La bellezza e la bontà, quindi, sono qualità della verità che è prima di tutto oggettività del reale che, a sua volta, è razionale. Senza scomodare Hegel, non è difficile trovare – per l’appunto mediante l’utilizzo della logica e anche di un pizzico di percettività istintiva – un nesso tra razionalità dei comportamenti naturali in una disposizione meccanicistica che segue un comportamento uguale per ogni singolo fenomeno. La trasformazione della materia obbedisce, se vogliamo semplificare un po’, a leggi che le sono intrinseche e che riguardano anche una armonia matematica.
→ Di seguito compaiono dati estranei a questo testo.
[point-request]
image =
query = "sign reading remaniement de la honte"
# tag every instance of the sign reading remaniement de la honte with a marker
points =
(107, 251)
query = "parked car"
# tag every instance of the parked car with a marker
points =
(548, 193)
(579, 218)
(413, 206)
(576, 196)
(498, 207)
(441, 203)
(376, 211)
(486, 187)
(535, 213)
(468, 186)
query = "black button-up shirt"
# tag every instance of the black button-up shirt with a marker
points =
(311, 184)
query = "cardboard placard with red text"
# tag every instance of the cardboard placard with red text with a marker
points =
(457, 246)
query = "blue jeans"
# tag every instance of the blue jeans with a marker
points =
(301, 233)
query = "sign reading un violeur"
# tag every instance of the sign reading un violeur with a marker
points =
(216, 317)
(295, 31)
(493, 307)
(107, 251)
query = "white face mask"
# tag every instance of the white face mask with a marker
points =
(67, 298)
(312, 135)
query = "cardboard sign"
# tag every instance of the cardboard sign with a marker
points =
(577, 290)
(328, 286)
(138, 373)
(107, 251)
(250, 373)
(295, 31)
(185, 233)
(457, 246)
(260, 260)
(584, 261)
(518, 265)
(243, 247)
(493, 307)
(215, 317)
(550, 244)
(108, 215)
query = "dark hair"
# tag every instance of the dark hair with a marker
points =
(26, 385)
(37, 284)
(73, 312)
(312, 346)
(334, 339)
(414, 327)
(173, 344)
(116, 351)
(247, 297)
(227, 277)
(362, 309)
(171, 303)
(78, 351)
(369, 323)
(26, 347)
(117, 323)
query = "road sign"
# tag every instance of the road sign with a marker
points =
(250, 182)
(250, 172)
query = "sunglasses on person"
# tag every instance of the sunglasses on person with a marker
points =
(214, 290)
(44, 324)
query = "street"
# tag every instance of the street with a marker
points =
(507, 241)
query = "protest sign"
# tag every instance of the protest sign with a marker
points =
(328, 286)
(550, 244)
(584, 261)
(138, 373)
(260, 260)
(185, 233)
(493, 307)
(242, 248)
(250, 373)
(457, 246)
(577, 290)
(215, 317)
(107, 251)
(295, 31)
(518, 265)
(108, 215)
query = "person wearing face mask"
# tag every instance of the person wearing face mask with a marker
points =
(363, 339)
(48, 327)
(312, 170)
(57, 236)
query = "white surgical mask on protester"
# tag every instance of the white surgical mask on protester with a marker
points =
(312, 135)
Quando Kant parla di sublime matematico intende proprio questo: l’ammirazione per la complessità dei fenomeni che, nonostante la loro enormità, inarrivabile per quel “potere” umano che la vorrebbe magari dominare (e dalla quale invece è dominato), sono comprensibili razionalmente entro i termini dell’umano vivere qui ed ora su questa Terra. Quegli stessi fenomeni sublimi, nell’attimo in cui sfuggono alla nostra capacità di categorizzazione dell’esistente, nella proiezione dell’infinito, del tutto che trascende il particolare e che, però, pure lo include e non lo trascura mai, finisce col sfuggire alla asfittica costrizione della necessità di un significato dell’essere, dell’esserci.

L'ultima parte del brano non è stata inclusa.